Re Until We Can Ban Terrible Dog Owners, Banning Pit Bulls Is Necessary (Opinion, Nov. 13): More often than not, horrific dog attacks lead to calls for legislation to ban specific breeds, including pit bulls. This raises a question: Where would we start and where would we end?

Apart from the problem of breed identification, I believe bans fail to hold owners responsible for the behaviour of their dogs. Irresponsible individuals who want an aggressive dog will likely seek out an animal not included in a ban. It should be noted that the Labrador retriever, a common family pet, is usually responsible for most bites and attacks each year.

In Canada, animal control is largely a municipal responsibility. I have long advocated for a dangerous dog component within animal control bylaws and have encouraged the use of the Criminal Code when warranted by the Crown and the police.

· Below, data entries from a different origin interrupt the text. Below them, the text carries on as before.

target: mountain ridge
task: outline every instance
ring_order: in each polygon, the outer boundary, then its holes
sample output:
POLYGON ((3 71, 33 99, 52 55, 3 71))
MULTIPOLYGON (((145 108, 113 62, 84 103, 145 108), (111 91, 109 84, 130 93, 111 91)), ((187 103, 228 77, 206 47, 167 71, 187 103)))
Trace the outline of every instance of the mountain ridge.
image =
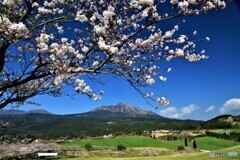
POLYGON ((85 116, 124 116, 124 117, 161 117, 160 115, 148 111, 143 110, 139 107, 118 103, 116 105, 109 105, 109 106, 101 106, 98 108, 95 108, 89 112, 83 113, 85 116))

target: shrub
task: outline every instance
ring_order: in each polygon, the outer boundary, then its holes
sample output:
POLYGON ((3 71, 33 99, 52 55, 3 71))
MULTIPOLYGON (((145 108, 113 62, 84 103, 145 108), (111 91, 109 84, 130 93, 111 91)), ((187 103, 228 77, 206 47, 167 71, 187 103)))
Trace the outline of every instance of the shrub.
POLYGON ((157 156, 158 152, 153 149, 143 149, 140 153, 141 156, 157 156))
POLYGON ((178 151, 184 150, 183 146, 178 146, 178 151))
POLYGON ((90 151, 93 149, 93 146, 91 144, 85 144, 84 148, 87 150, 87 151, 90 151))
POLYGON ((193 140, 193 148, 197 148, 197 143, 195 140, 193 140))
POLYGON ((117 150, 118 151, 123 151, 123 150, 126 150, 126 147, 123 146, 123 145, 117 145, 117 150))

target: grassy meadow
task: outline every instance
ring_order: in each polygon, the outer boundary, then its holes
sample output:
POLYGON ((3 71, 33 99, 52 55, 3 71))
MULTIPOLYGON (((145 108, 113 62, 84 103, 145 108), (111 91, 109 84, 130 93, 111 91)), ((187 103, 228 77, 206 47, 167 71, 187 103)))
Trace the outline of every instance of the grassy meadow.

Ensuring that resources are in place to enforce bylaws would help communities protect its residents from aggressive dogs.

Emile Therien Public health and safety advocate, Ottawa

Stretched thin

Re Food For Thought (Opinion, Nov. 13): If people are fatter now than in the past, the principal reason seems to be that we are more prosperous.

I was born in 1952. My parents were children during the Great Depression and young adults during the Second World War; they were reflexively frugal.

When my siblings and I were growing up, food was rationed. Mom put food on our plates at every meal, and that was all there was. There might have been 10 meals every year when we actually ate our fill, although we were never hungry.

We walked to and from school twice a day. Television shows were primitive by today’s standards (and TV sets often didn’t work) so children went outside to play.

There were no fats, carbs, gym memberships, abs, personal trainers or stationary bicycles. We can’t go back to that time and place, and who would want to? But yes, obesity seemed rare.